Dr. Iyer: In mid-2018 the 71st World Health Assembly of the WHO unconditionally adopted the digital health resolution initiated by India and co-sponsored by 20 other countries. (Within WHO the World Health Assembly is the highest decision-making body in the organization.1)
The resolution’s features are:2,3
Welldoc: What changes or actions do you think will be an outgrowth of this WHO resolution? How will it impact the digital health arena?
Dr. Iyer: Firstly, new policies must be put into place to allow digital health technologies to flourish. In the US we’re seeing these changes with new reimbursement codes for Remote Patient Monitoring. Availability of these codes will have a tectonic effect on the use of digital health solutions. Everyone will be rushing to implement them in practice. But their increased availability will also raise concern for lawmakers and regulators for fraud, abuse and waste. Policies will need to embrace the adoption of reimbursement codes and practitioners will need to judiciously integrate digital health solutions into their clinical work flow.
Secondly, interoperability has to rise to the top. We simply can’t be stuck in a world where people start to amass terabytes of data that are held in silos and don’t add insights as to how a population is becoming healthier or less healthy. We need responsible ‘data stewardship’ because with the use of numerous digital technologies we’ve unleashed the IoT. As you add more data points the volume of data grows exponentially which increases the complexity of data management making data stewardship very difficult.
Thirdly, is economics. WHO caters generally to underdeveloped countries. Regarding health care in these countries this translates to affordability and accessibility. Accessibility has two dimensions. One is geographic. Can I reach rural areas? The second is literacy accessibility. Do individuals in these areas have literacy accessibility — are they literate enough to adopt a digital health tool? On affordability the question is what is the cost of the digital health technologies and the cost of delivering the tools to and implemented by a large swath of people. The cellular network is already there so the big task is to leverage the existence of digital health tools. You’re not adding extra costs with digital health technologies. It’s just software. You’re actually unlocking untold value to the masses of people in need.
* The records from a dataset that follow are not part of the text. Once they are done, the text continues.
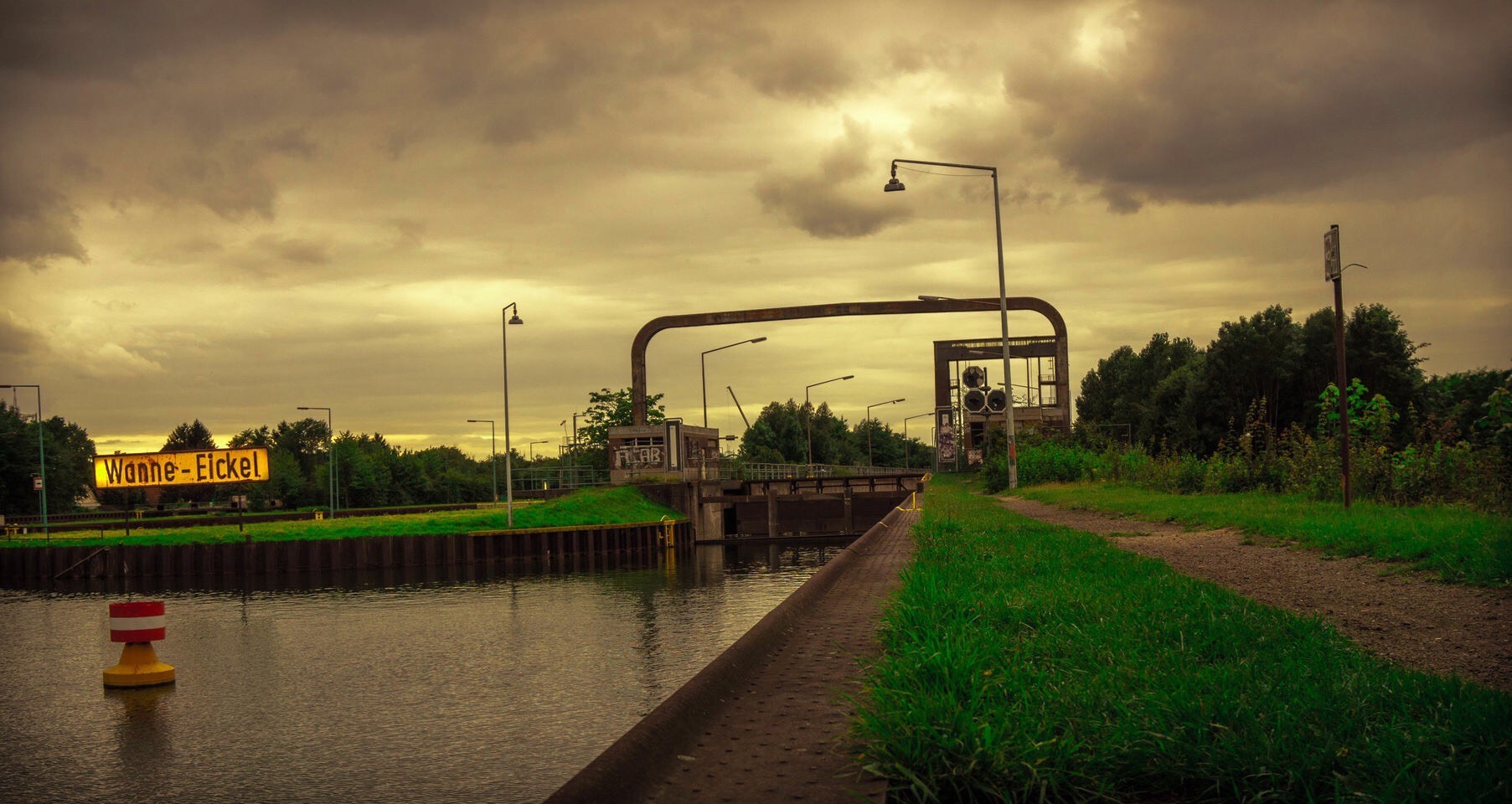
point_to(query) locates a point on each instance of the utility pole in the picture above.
(1334, 271)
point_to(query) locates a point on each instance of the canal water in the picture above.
(371, 689)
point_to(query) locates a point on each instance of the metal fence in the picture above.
(740, 471)
(544, 479)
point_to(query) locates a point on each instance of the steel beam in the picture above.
(818, 312)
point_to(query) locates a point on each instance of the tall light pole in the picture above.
(508, 469)
(868, 425)
(906, 436)
(330, 451)
(1003, 293)
(41, 452)
(493, 454)
(704, 377)
(811, 413)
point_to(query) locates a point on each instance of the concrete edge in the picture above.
(632, 764)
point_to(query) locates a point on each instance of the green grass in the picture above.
(1025, 661)
(584, 507)
(1463, 546)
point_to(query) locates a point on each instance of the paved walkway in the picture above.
(767, 719)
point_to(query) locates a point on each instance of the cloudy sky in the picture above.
(223, 210)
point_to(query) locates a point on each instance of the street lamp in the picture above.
(1003, 292)
(493, 454)
(330, 451)
(508, 469)
(868, 428)
(906, 436)
(41, 454)
(811, 413)
(705, 379)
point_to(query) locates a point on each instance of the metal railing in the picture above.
(736, 471)
(528, 479)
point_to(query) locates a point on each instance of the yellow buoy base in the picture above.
(138, 667)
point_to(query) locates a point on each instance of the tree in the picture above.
(1122, 389)
(253, 437)
(777, 436)
(70, 463)
(1459, 399)
(612, 410)
(189, 437)
(1382, 357)
(1256, 358)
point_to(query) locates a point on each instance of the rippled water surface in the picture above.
(492, 689)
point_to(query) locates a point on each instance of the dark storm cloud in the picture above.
(826, 203)
(37, 223)
(108, 39)
(15, 339)
(811, 70)
(1230, 101)
(232, 186)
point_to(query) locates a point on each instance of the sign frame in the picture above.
(182, 467)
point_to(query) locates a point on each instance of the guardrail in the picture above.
(734, 471)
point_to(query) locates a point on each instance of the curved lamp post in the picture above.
(508, 471)
(1003, 292)
(906, 436)
(493, 454)
(704, 379)
(41, 454)
(868, 428)
(811, 413)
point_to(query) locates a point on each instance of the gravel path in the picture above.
(1403, 616)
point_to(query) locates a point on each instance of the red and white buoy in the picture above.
(138, 625)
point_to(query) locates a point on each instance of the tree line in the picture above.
(1175, 396)
(1257, 410)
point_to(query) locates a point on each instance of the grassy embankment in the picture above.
(1463, 546)
(584, 507)
(1027, 661)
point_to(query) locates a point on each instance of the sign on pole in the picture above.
(1331, 262)
(210, 466)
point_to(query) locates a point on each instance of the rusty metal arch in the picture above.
(824, 312)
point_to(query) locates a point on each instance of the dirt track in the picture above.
(1406, 617)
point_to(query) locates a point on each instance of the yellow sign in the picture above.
(214, 466)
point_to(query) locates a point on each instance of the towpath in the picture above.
(1405, 616)
(767, 721)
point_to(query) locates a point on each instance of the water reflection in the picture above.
(441, 685)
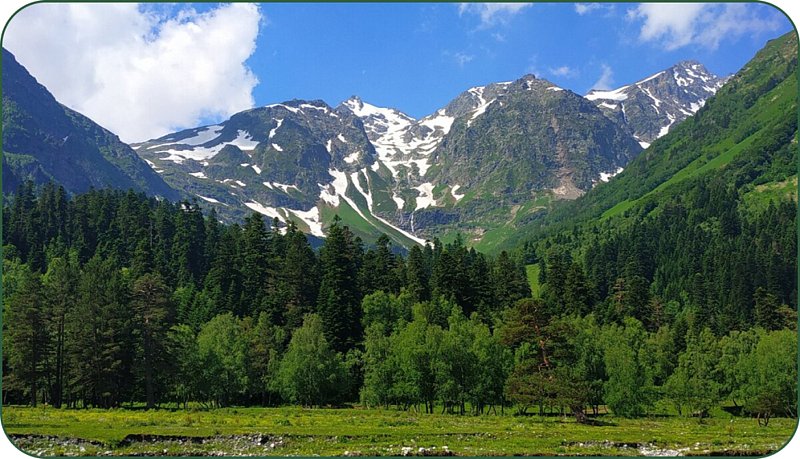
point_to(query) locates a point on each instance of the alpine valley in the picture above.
(490, 160)
(488, 163)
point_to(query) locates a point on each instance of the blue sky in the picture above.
(146, 70)
(416, 57)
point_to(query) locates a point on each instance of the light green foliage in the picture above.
(311, 372)
(222, 351)
(772, 386)
(628, 390)
(694, 386)
(187, 382)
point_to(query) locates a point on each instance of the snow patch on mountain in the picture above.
(618, 94)
(311, 219)
(425, 197)
(454, 193)
(606, 176)
(271, 212)
(272, 131)
(204, 198)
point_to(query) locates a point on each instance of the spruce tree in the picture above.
(339, 301)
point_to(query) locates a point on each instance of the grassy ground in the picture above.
(296, 431)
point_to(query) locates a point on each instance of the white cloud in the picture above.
(563, 71)
(606, 79)
(137, 73)
(675, 25)
(584, 8)
(463, 58)
(492, 14)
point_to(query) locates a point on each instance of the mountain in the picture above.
(744, 138)
(383, 171)
(299, 160)
(44, 140)
(492, 156)
(650, 107)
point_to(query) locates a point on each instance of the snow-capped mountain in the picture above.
(653, 105)
(490, 159)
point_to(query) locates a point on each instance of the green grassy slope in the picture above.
(746, 133)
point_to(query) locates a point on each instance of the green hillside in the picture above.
(745, 136)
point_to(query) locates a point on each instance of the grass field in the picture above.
(296, 431)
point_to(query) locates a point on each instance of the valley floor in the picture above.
(295, 431)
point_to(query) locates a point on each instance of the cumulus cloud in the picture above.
(585, 8)
(563, 71)
(675, 25)
(606, 79)
(491, 14)
(460, 58)
(136, 72)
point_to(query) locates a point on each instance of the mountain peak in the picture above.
(651, 106)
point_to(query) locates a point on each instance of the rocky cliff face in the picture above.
(650, 107)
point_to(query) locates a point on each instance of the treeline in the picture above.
(95, 285)
(112, 298)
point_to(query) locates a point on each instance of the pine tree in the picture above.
(99, 345)
(28, 340)
(60, 291)
(152, 316)
(339, 301)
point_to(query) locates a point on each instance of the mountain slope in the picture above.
(746, 136)
(493, 156)
(653, 105)
(299, 160)
(44, 140)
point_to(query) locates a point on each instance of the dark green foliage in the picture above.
(339, 303)
(152, 315)
(27, 339)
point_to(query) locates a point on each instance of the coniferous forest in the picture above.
(115, 299)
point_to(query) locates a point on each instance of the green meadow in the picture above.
(378, 432)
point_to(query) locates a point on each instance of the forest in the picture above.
(115, 299)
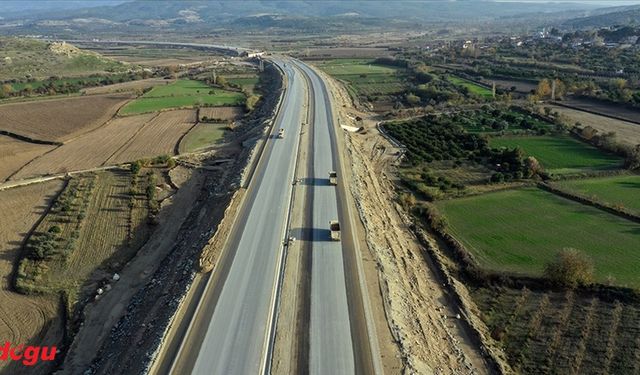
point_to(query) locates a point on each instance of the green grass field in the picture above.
(366, 77)
(472, 87)
(559, 153)
(247, 83)
(182, 93)
(201, 136)
(519, 231)
(619, 190)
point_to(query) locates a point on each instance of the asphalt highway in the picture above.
(330, 340)
(235, 338)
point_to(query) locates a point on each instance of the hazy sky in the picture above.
(598, 2)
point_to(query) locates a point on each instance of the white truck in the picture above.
(334, 227)
(333, 178)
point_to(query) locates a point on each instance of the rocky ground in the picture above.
(419, 311)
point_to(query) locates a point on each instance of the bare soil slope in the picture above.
(160, 136)
(87, 151)
(626, 132)
(14, 154)
(60, 119)
(24, 319)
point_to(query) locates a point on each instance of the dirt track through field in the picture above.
(14, 154)
(24, 319)
(87, 151)
(60, 119)
(160, 136)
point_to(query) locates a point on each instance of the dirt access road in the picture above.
(417, 311)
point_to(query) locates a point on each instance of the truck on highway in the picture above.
(334, 227)
(333, 178)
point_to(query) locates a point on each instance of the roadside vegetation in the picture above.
(533, 207)
(560, 153)
(521, 231)
(94, 227)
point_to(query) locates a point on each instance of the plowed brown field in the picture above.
(626, 132)
(14, 154)
(222, 113)
(159, 137)
(89, 150)
(126, 86)
(24, 319)
(60, 119)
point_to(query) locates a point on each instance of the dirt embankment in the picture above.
(418, 310)
(123, 330)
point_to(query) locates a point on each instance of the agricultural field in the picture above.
(560, 153)
(501, 121)
(221, 113)
(125, 86)
(367, 78)
(562, 332)
(97, 224)
(626, 132)
(159, 136)
(89, 150)
(121, 140)
(522, 87)
(14, 154)
(25, 318)
(246, 82)
(344, 53)
(59, 120)
(201, 136)
(473, 88)
(605, 108)
(519, 231)
(182, 93)
(148, 56)
(618, 191)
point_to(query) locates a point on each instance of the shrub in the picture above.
(136, 166)
(570, 269)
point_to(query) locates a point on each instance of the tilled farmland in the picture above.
(14, 154)
(89, 150)
(160, 136)
(60, 120)
(221, 113)
(24, 318)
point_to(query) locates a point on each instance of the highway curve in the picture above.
(233, 339)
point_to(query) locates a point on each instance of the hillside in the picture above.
(143, 15)
(626, 16)
(20, 57)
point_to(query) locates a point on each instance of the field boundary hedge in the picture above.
(24, 138)
(560, 104)
(473, 273)
(625, 214)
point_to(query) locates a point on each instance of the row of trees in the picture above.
(56, 85)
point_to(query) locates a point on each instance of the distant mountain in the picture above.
(617, 16)
(314, 15)
(15, 8)
(221, 10)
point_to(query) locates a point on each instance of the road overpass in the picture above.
(232, 330)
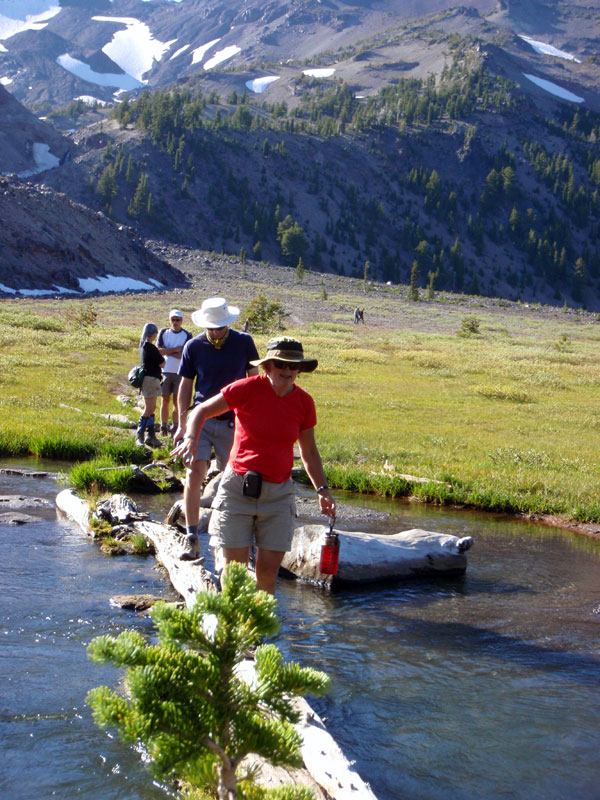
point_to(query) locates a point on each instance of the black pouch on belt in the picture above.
(252, 484)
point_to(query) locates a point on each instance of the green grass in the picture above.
(509, 418)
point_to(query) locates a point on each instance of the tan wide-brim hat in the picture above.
(215, 313)
(284, 349)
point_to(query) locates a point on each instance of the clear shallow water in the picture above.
(485, 686)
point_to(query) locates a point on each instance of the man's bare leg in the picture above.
(267, 568)
(191, 502)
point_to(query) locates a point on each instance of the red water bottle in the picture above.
(330, 552)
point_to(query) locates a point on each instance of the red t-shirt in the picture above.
(266, 426)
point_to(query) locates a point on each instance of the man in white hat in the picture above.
(213, 359)
(170, 345)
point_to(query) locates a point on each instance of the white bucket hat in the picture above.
(215, 313)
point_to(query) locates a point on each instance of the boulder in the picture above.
(368, 558)
(118, 510)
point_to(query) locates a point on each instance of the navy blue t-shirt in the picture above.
(213, 369)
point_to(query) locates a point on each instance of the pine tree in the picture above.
(139, 204)
(107, 184)
(413, 290)
(186, 702)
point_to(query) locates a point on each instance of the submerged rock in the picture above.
(368, 558)
(21, 501)
(14, 518)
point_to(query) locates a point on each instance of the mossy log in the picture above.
(327, 772)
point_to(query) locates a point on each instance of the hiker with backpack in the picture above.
(152, 362)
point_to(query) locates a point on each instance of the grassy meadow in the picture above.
(499, 412)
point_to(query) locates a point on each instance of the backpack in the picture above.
(136, 376)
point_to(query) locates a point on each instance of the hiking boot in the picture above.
(191, 547)
(139, 436)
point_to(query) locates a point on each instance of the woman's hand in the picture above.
(327, 503)
(186, 449)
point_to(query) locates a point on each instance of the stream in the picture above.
(482, 686)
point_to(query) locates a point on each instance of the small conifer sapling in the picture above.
(186, 700)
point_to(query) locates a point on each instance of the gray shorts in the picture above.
(150, 386)
(239, 521)
(217, 434)
(170, 384)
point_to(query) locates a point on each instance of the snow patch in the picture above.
(90, 101)
(33, 15)
(222, 55)
(554, 89)
(198, 53)
(134, 49)
(43, 159)
(548, 49)
(112, 283)
(319, 73)
(86, 73)
(260, 85)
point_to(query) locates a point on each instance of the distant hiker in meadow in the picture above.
(152, 361)
(170, 345)
(213, 359)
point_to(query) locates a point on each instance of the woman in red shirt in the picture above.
(255, 503)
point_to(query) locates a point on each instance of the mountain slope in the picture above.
(51, 245)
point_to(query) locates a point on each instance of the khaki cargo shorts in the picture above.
(150, 386)
(217, 434)
(170, 384)
(239, 521)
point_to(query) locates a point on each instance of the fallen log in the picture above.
(367, 558)
(327, 771)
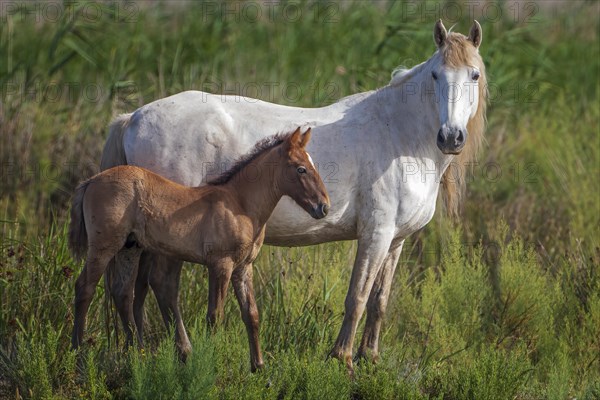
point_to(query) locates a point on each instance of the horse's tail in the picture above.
(114, 152)
(113, 155)
(78, 241)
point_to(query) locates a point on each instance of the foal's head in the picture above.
(301, 181)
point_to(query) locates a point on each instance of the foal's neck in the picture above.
(258, 187)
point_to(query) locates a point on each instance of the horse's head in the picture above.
(301, 181)
(457, 72)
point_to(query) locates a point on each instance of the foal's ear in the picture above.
(476, 34)
(305, 138)
(439, 33)
(296, 138)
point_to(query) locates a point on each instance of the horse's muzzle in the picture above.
(451, 140)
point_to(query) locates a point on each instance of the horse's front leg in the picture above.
(164, 279)
(372, 249)
(219, 275)
(244, 291)
(377, 303)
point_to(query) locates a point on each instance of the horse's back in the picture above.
(192, 134)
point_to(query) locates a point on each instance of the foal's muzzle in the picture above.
(451, 140)
(320, 211)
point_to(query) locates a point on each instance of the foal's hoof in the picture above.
(345, 358)
(257, 367)
(366, 355)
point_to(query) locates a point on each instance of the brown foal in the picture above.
(126, 209)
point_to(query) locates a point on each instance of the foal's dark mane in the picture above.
(260, 147)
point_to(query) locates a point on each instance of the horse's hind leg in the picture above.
(126, 262)
(377, 303)
(164, 280)
(244, 291)
(85, 286)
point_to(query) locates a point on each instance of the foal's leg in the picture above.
(85, 286)
(244, 291)
(371, 252)
(164, 280)
(219, 275)
(377, 303)
(126, 262)
(142, 285)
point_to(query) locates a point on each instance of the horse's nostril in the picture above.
(441, 138)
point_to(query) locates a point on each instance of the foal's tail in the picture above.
(114, 152)
(77, 232)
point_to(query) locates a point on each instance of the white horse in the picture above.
(387, 151)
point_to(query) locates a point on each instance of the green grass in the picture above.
(503, 305)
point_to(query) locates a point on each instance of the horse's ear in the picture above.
(439, 33)
(305, 138)
(296, 138)
(476, 34)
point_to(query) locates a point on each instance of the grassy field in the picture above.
(502, 304)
Welldoc: Will there be required milestones or progress reports built into this WHO resolution? What are they?
Dr. Iyer: In WHO’s draft proposed resolution, there are eight requests of the WHO Director-General including the submission of a report to the 73rd World Health Assembly in 2020 documenting the implementation progress.2
I’m going to be tough responding to this. One consistent problem with global organizations is that they’re not held accountable like a corporate board holds a CEO. There’s no punishment for failure. Yes, they’ll likely publish a report. But it may not likely adhere to the proposed schedule, as governments move slowly.
Welldoc: Do the goals of this WHO resolution sync up with the work you and Welldoc are engaged with?
Dr. Iyer: Yes, I think Welldoc can have an impact. For example, if we do a large program with a Medicaid population and we have outcomes at a state level, this could snowball to Medicaid programs and populations across the US. The converse could also occur. WHO’s work can also help Welldoc. For example, if WHO were to do a pilot digital health program in six countries and at the conclusion chose a few successful digital health solutions, Welldoc may be one of them. Thus, there’s potential for a strong symbiotic relationship between achievement of the objectives of the WHO digital health resolution and Welldoc’s continued delivery of innovations.